Are you sure this isn't a dupe of #2242759?
(In reply to Peter Robinson from comment #2) > Are you sure this isn't a dupe of #2242759? My understanding is that only applies to system upgrades (so, say from Fedora 39 -> 40). This is just a regular update.
> My understanding is that only applies to system upgrades (so, say from > Fedora 39 -> 40). This is just a regular update. I believe gnome-update does a similar offline upgrade so I believe it may be the same problem. Do you still see the issue if you use "sudo dnf upgrade --refresh" on the command line and reboot?
yeah, the actual mechanism is essentially identical between `dnf system-upgrade`, `dnf offline-upgrade` and GNOME Software or Discover offline update/upgrade.
gnome-software uses PackageKit for package updates. What precisely PackageKit does under the hood I do not know, I only know it uses dnf, though it their own cache, not sharing data with the `dnf` command. Pity you do not see an actual error message, which could explain what precisely has got wrong. In any case, there's nothing gnome-software itself can do about it and I'm not sure whether PackageKit can. The bug #2242759 is filled against "distribution", which feels odd. Should it be dnf(4) instead? What about bug #2267968? Can that be related, as the reporter mentions black screen?

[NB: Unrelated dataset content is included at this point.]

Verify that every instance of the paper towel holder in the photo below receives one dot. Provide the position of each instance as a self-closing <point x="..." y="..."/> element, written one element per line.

> The bug #2242759 is filled against "distribution", which feels odd. Should > it be dnf(4) instead? Well it's technically rpm because the rpi4 doesn't have a RTC and if the time isn't correct it can't properly verify the signatures due to cert times, so it's complicated. > What about bug #2267968? Can that be related, as the reporter mentions black > screen? No, that is the device not booting at all. I believe this is a dupe of 2242759. *** This bug has been marked as a duplicate of bug 2242759 ***
It's against distribution because we had a bunch of different ideas for fixing it, some of which weren't in rpm or dnf. It's one of those team-effort things that isn't clearly just a bug in one component. If we could at least agree on a plausible fix, I'd reassign it to whatever component we agreed to try and fix it in. But so far we didn't even manage to come up with a really plausible fix proposal, I don't think.
(In reply to Peter Robinson from comment #7) > > I believe this is a dupe of 2242759. > Confirmed dupe. Just doing an update via dnf and rebooting manually works fine.